Study i'm referencing from 1987.
It's old but i haven't found anything else like it.
Title: Hormone kinetics after intramuscular testosterone cypionate
By: H R Nankin

 

Systemlord

Member
Do you think switching to a twice per week dosing might be advisable? Or will that muddy the water?
Every time you change your dosage, 4-6 weeks to reach steady states and 12 weeks to assess the new protocol.

The thing I love about Jatenzo, 7 days to steady state! I could go through three dosing changes and reach a steady state three separate times when you’re halfway into a new protocol and weeks away from a steady state.

No ups and downs beyond 7 days.

Kyzatrex is another competing brand-name oral testosterone, which is cash only.

Then there’s Orlando brand-name oral T.
 
Last edited:

madman

Super Moderator
Thank you!
Do you think switching to a twice per week dosing might be advisable? Or will that muddy the water?

A study i read showed that TC injected IM reached peaks serum levels between day 3 and day 5 post administration. I honestly did consider proceeding with twice per week dosing (mon/thurs) because of the pharmacokinetics illustrated in that study. It just made sense. But to your point about limiting peak serum levels by lower dose with more frequent administration and the current trend of trt gurus advocating more frequent dosing, i was influenced to go with MWF dosing.

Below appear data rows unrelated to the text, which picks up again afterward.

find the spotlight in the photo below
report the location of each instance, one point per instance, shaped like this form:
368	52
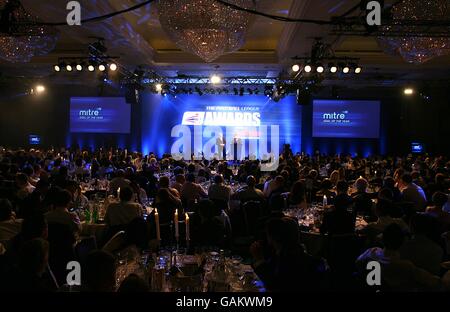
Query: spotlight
319	69
215	79
38	89
268	91
333	68
408	91
113	66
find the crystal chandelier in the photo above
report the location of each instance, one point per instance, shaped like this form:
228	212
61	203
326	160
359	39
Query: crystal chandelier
418	48
21	37
205	28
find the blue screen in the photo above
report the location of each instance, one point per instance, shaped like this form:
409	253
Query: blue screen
346	119
236	114
416	147
99	115
34	139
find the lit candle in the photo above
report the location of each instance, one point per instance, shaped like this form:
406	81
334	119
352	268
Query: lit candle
177	232
158	230
188	236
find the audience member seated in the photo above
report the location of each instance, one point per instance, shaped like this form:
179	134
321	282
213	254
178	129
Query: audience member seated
24	188
249	192
397	274
139	192
119	215
99	273
133	284
342	189
413	193
420	249
79	200
384	219
119	181
362	203
192	191
287	268
33	227
297	195
166	203
219	191
164	182
339	220
60	214
439	200
210	230
9	225
180	179
325	190
31	273
389	183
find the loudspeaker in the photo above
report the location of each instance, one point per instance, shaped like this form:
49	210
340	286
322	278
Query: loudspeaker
132	95
304	97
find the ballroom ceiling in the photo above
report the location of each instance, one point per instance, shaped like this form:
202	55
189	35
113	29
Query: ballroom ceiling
138	39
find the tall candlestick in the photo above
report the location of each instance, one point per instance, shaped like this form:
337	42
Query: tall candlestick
158	230
188	236
177	232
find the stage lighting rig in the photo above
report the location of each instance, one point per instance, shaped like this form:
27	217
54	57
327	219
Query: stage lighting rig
321	54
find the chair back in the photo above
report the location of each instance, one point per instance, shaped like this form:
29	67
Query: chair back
116	242
446	239
252	212
84	247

Study i'm referencing from 1987.
It's old but i haven't found anything else like it.
Title: Hormone kinetics after intramuscular testosterone cypionate
By: H R Nankin


No, you are already 5 weeks in just stick with your current protocol.

Give it a few more months before deciding on whether you need to make any adjustments.

You need to give it time for the body to adapt to its new set-point so you can gauge how you truly feel overall let alone claim whether it was a success or failure.

Anytime you tweak a protocol (dose T/injection frequency) you will need to start over as it will take another 4-6 weeks TC/TE for blood levels to stabilize.

I have posted numerous PK studies on the forum including the Nankin study you mention.

Regarding half-lives keep in mind that a majority of studies on the PK/PD of the various T-esters were done using IM (once weekly/fortnightly) injections in a small number of subjects and most of the literature is from decades ago.

Many other factors affect the rate at which testosterone is released from the oily depot at the injection site.

Sub-q vs IM, the volume of injection, injection depth, site of injection, lymphatic flow, and the concentration of BOH (benzyl alcohol) are other possible factors that can affect the absorption rates of the esterified hormone.

Keep in when using esterified testosterone whether (TC/TE/TP) that post-injection there will be an initial burst release of T and levels will start rising within the first 2 hrs.

T levels will spike up fairly quickly even when using the medium-chain esters.

Enanthate has been shown to reach Tmax 10 hrs.

When it comes to the PKs TC/TE are interchangeable.

Peak will be 8-24 hours post-injection.

Your blood work was done 48 hours post-injection so your true peak TT/FT will be higher.